Quarto e último objetivo desta operação: fazer crer ao País e aos portugueses que os sacrifícios são para todos e até já atingem a banca e o sistema financeiro, numa inqualificável, inaceitável e mistificadora operação ideológica.
Sr.ª Presidente,
Srs. Deputados:
Como é que o País pode aceitar que estes prejuízos traduzam uma distribuição equitativa de sacrifícios quando, no preciso momento em que apresentam resultados negativos, o Banco de Portugal e o Primeiro-Ministro vêm a terreiro, em coro bem afinado com os banqueiros, afirmar que os bancos estão mais fortes do que nunca?
Como é que se pode aceitar que os fundos de pensões não estivessem devidamente suportados e o regulador não tivesse imposto taxas de desconto adequadas? Quem são os responsáveis? E como se pode aceitar que seja agora o Estado a financiar, em centenas de milhões de euros, a recapitalização imposta pelo insuficiente provisionamento?
Como se pode aceitar que os níveis de capitais próprios, fixados há muito, não estivessem a ser cumpridos pela banca e isso só ocorra em 2011? E como se compreende que, também aqui, seja o Estado a suprir, com dinheiros de todos nós, o desleixo irresponsável dos banqueiros?
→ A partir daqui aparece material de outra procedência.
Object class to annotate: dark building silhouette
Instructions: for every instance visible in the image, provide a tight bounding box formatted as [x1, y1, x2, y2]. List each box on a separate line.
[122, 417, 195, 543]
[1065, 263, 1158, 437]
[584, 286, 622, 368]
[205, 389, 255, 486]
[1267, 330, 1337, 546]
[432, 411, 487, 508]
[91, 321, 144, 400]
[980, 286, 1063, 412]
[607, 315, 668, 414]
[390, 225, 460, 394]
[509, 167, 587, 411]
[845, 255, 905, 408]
Como se pode aceitar que a invocação da pretensa falta de liquidez conduza o Estado a devolver à banca a quase totalidade dos fundos de pensões para comprar antecipadamente créditos de empresas públicas?
E, finalmente, como se pode aceitar que só em 2011 se contabilizem imparidades com muitos anos, incluindo a exposição à dívida grega, com a qual tanto ganharam os bancos, quando se financiavam a 1% no BCE para cobrarem 7 ou 8% aos gregos?
Sr.ª Presidente,
Srs. Deputados:
Foi quase comovente a forma como os banqueiros apresentaram os resultados de 2011, alijando responsabilidades e atribuindo-as a um conjunto de adversidades quase inesperadas a que terão sido sujeitos. Como alguém bem disse, só lhes faltou dizer que os principais responsáveis pelos prejuízos da banca foram os cidadãos, ou seja, as principais vítimas da gestão agiota dos bancos.
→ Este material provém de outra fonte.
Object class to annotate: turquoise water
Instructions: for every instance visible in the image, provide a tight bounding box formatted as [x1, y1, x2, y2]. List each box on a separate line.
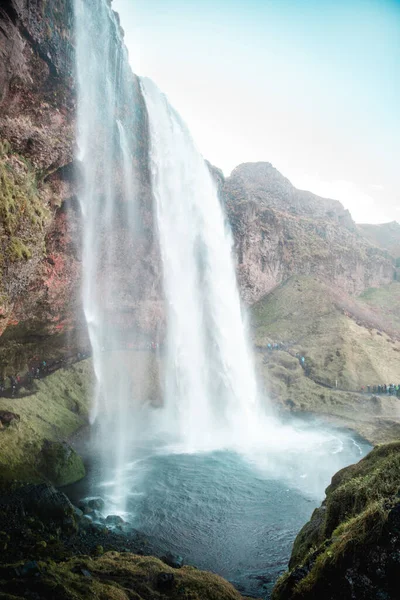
[68, 422, 370, 598]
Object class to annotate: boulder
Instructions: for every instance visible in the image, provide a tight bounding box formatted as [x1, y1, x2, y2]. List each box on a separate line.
[161, 552, 183, 569]
[38, 440, 85, 486]
[0, 410, 21, 429]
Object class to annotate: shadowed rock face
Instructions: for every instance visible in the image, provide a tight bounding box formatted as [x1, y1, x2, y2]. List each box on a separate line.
[0, 0, 393, 375]
[0, 0, 162, 375]
[272, 442, 400, 600]
[222, 163, 394, 304]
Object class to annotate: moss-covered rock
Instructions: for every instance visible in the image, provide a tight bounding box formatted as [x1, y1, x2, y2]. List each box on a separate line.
[0, 552, 250, 600]
[0, 360, 93, 485]
[272, 442, 400, 600]
[38, 440, 85, 486]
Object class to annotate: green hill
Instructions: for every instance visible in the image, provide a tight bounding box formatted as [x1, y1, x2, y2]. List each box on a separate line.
[251, 277, 400, 442]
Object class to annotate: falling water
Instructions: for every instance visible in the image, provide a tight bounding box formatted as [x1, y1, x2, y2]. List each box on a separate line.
[75, 0, 145, 510]
[141, 79, 266, 451]
[75, 0, 362, 524]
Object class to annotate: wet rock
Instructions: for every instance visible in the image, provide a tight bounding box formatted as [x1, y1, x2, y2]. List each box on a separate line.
[90, 510, 106, 523]
[157, 573, 175, 592]
[0, 410, 21, 429]
[73, 506, 83, 521]
[106, 515, 125, 525]
[17, 560, 40, 577]
[79, 515, 93, 529]
[161, 552, 183, 569]
[83, 497, 105, 512]
[16, 483, 74, 521]
[38, 440, 85, 486]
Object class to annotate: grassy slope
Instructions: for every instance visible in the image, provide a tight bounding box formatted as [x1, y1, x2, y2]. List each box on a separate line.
[0, 360, 92, 481]
[359, 281, 400, 331]
[251, 277, 400, 443]
[272, 442, 400, 600]
[0, 552, 250, 600]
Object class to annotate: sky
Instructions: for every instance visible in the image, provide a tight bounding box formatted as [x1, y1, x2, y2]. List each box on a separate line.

Fiquem, porém, os banqueiros seguros de que o combate aos privilégios fiscais de que beneficiam e o combate à proteção inaceitável que continuam a receber do poder político continuará a ser objeto central da ação e da luta do PCP.
(…)
Sr.ª Presidente,
Sr. Deputado Pedro Filipe Soares,
Muito obrigado pelas perguntas e observações que fez. As afirmações que produziu vêm, no essencial, ao encontro daquilo que referi na tribuna. Permita-me que diga, de uma forma clara, que não estranho o silêncio das bancadas da direita e do Partido Socialista nesta matéria.
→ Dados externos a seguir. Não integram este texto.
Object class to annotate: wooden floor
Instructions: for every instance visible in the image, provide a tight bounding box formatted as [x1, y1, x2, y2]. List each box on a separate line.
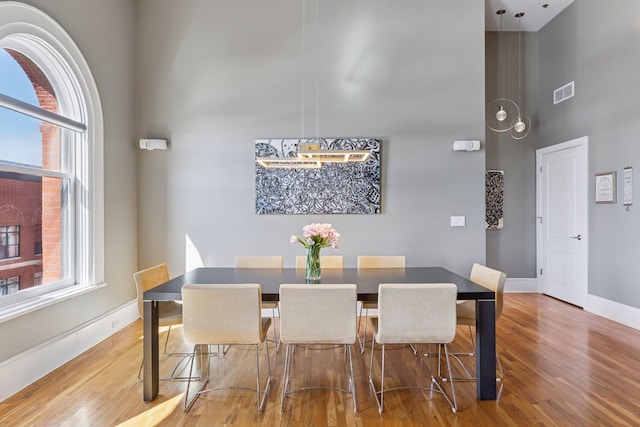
[0, 294, 640, 426]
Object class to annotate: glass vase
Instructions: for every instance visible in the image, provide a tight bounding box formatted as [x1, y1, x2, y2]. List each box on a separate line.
[306, 245, 320, 282]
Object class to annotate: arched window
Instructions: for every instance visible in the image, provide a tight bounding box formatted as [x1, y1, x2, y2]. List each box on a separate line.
[0, 2, 103, 310]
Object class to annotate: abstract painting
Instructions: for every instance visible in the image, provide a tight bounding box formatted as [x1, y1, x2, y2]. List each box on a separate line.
[485, 170, 504, 230]
[255, 138, 381, 215]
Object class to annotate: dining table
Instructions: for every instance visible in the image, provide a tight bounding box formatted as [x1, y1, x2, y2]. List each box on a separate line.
[143, 267, 496, 402]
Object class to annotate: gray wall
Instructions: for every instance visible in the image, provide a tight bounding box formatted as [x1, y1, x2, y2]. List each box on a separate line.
[538, 0, 640, 307]
[138, 0, 485, 275]
[0, 0, 137, 361]
[485, 31, 538, 278]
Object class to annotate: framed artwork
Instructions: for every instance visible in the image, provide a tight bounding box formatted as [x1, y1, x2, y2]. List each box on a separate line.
[255, 138, 381, 215]
[595, 172, 616, 203]
[485, 170, 504, 230]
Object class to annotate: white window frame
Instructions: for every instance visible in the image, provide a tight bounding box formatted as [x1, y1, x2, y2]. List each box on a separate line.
[0, 1, 104, 322]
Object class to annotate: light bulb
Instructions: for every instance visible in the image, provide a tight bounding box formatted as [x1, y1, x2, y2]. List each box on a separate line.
[496, 105, 507, 122]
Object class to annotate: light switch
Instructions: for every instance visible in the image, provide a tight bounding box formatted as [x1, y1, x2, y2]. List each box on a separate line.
[451, 216, 465, 227]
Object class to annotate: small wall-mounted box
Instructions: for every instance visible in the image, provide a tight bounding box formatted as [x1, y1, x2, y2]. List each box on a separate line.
[453, 141, 480, 151]
[140, 139, 167, 151]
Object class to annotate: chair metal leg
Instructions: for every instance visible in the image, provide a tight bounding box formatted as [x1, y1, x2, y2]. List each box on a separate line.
[357, 305, 369, 355]
[369, 342, 458, 413]
[280, 343, 358, 413]
[440, 326, 504, 382]
[184, 340, 271, 413]
[280, 344, 293, 413]
[429, 344, 458, 413]
[345, 345, 358, 414]
[369, 339, 385, 413]
[267, 308, 280, 353]
[184, 344, 209, 413]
Não estranho o silêncio da troica, porque o programa de austeridade que nos impuseram, em maio do ano passado, tem uma componente essencial: salvar os interesses da banca, salvar os interesses financeiros. E aqui está o silêncio dos três grupos parlamentares para confirmar esta componente essencial!
Quando os bancos, em 2011, colocam como prejuízos os provisionamentos necessários para suportar os fundos de pensões, isto significa que quem vai suportar esse provisionamento não são os acionistas dos bancos mas, sim, com a participação e o beneplácito do Governo, os contribuintes. E sobre isto os senhores nada têm a dizer, tal como nada dizem sobre as imparidades, a agiotagem, que, durante anos, permitiu aos bancos obterem lucros fabulosos, dividendos fabulosos, prémios fabulosos, e concentrar as imparidades dessa agiotagem no ano de 2011. E, agora, para provisionarem essas imparidades, vêm buscar o dinheiro aos trabalhadores, aos impostos dos pequenos empresários, aos impostos do povo.
É isto que não vos convém debater aqui. Foi exatamente esta cumplicidade entre o poder político e o poder financeiro, esta submissão do poder político, dos grupos parlamentares da troica, ao poder financeiro que nós viemos confirmar com este debate aqui, na Assembleia da República, hoje.